Consider the function $f \colon [0, \infty) \to \mathbb R^2/ \sim$ defined by $f(x) = [(x, 0)]$ $\forall x \in [0, \infty)$. Show that $f$ is bijective.
I have shown it is an equivalence relation and that $f$ is injective but I am now stuck on proving it is surjective. I really am not sure how to begin because it seems obvious it is true? Any hints appreciated
It is easy to see that the given relation is injective.
For surjectivity, you are supposed to show that for every $[(a,b)] \in \mathbb{R}^2/\sim$, we have that $[(a,b)] = f(x)$ for some $x$.
This is very easy to see: let $x = \sqrt{a^2 + b^2}$. Then, note that $(x,0) \sim (a,b)$, since $x^2 + 0^2 = a^2 + b^2$. Hence, $f(x) = [(x,0)] = [(a,b)]$ as $(x,0) \sim (a,b)$.

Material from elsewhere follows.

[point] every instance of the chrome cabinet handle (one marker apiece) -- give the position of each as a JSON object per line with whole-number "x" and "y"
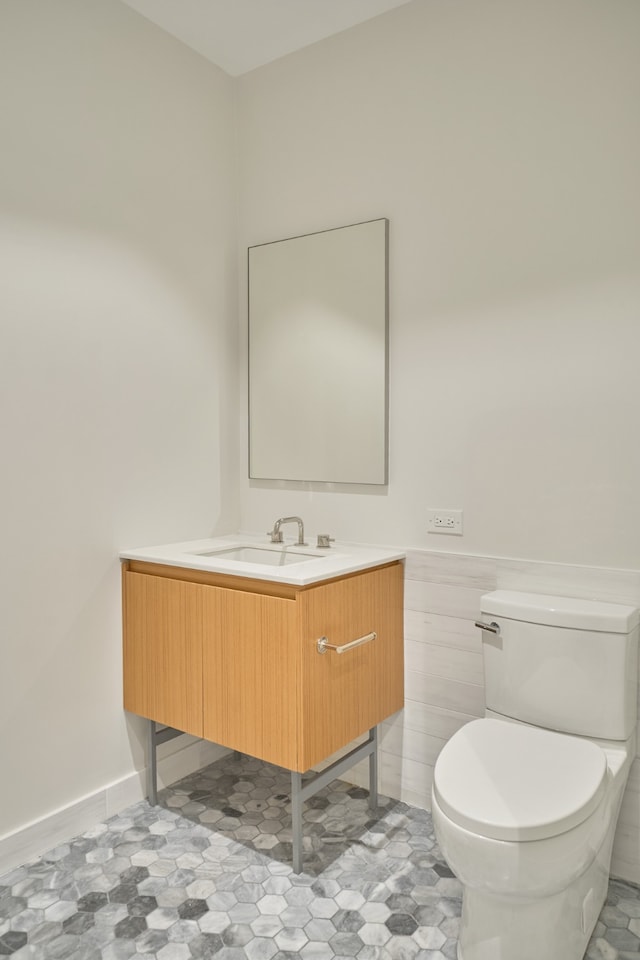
{"x": 322, "y": 645}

Hence, with surjectivity and injectivity done, you can say that $f$ is bijective.
Alternately, you can define an inverse function $g : (\mathbb{R}^2/\sim) \to [0,\infty)$, by $g([a,b]) = \sqrt{a^2+b^2}$.

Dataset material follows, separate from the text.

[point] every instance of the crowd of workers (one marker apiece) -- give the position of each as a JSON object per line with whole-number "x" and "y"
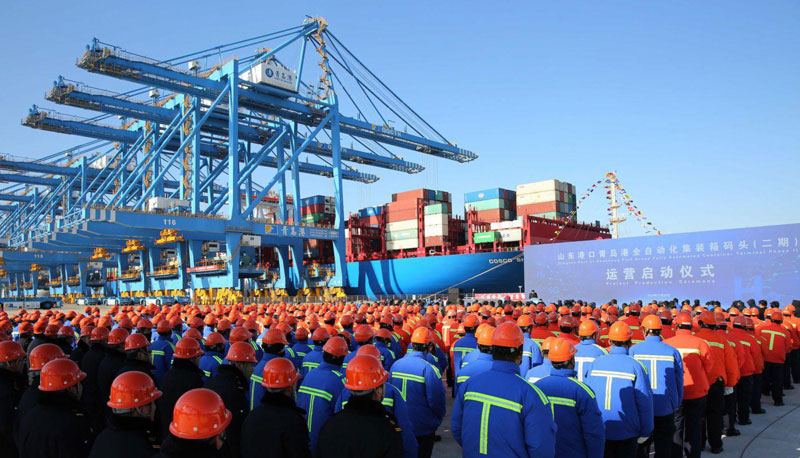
{"x": 371, "y": 380}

Note that $g \circ f(x) = g([(x,0)]) = \sqrt{x^2 + 0^2} = x$ for all $x \in [0,\infty)$.
Further, $f \circ g([(a,b)]) = f(\sqrt{a^2+b^2}) = [(\sqrt{a^2+b^2},0)] = [(a,b)]$ as $(\sqrt{a^2+b^2},0) \sim (a,b)$.
Hence, $f \circ g$ and $g \circ f$ are both the identity, hence $g$ is a well defined inverse of $f$, hence $f$ is bijective.